Many parts of the building were not in use and were deserted. In those places we could create some adventures. Into the basement of the museum, where people stored all kinds of things, we went on adventures seeking horror and danger; we walked silently through darkness and the cold in anticipation of horrific happenings; we found skeletons and defeated man-eating monsters – chicken bones and spiders, of course. On other days we ventured on to the roof of the buildings and we found many amazing and magical things like old typewriters and papers.
Later there was a place where we gathered under the leadership of some older kids, played games and were taught karate by a young man. There were also places far enough for some to smoke without being caught by their parents. And of course the courtyard became a huge playground for us, where trees, vehicles and features of the building were ideal places to hide.As a child I didn’t know anything about history and never asked why these buildings existed. For me these buildings were mysterious and full of things to explore. And there was always a slight feeling of melancholy each time I recall that area: people seemed to live without emotion towards the building, the architecture seemed to be apart from the lives of its inhabitants; it was like we lived in an isolated village in the heart of the city. Only for children like us the place had its unique importance. Only when more people had come to work and many people had moved out to live elsewhere did I realize how lucky we were. Now, more cars took up the whole courtyard leaving no room for playing, many of the old friends were gone, and the old museum was destroyed in order to make way for a much uglier building, for reasons that I did not understand. In the deserted area that used to be our territory for adventures stood a new awkward apartment building and around it there was a barrier so that children had no way to play together.

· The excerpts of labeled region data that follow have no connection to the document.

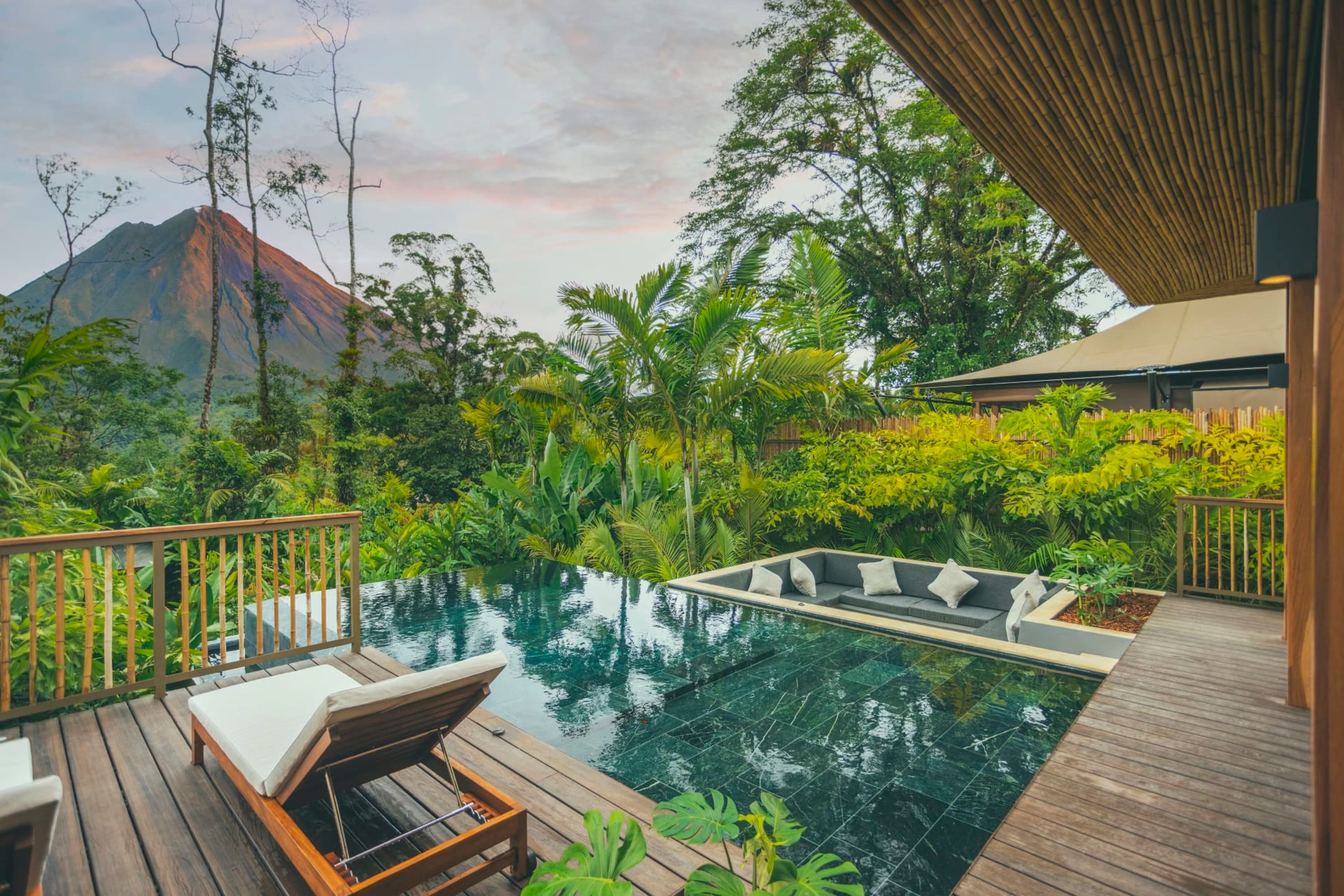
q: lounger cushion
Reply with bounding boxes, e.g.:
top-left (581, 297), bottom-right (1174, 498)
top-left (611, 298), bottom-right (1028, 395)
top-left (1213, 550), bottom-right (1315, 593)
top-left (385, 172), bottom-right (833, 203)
top-left (0, 768), bottom-right (63, 892)
top-left (263, 650), bottom-right (508, 797)
top-left (187, 665), bottom-right (359, 797)
top-left (0, 737), bottom-right (32, 790)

Architecture, after all, is for people. Colonial neighborhood like the one behind the Opera House was built firstly for French officers who came to mark their existence in Vietnam. We Vietnamese who enjoyed living among nature were uncomfortable in these closed blocks. The typical yellow hue of these French buildings was, thus, always for me the colour of melancholy, a melancholy unrelated to the French colonization. But why are some of us so proud of these colonial architectures? Perhaps pride is not the term I wish to use. Perhaps we should treasure our history and its elements whether or not it suits our traditional values, and so these buildings are a great heritage that needs to be conserved. For me, it was the world of an isolated life that gave me my childhood.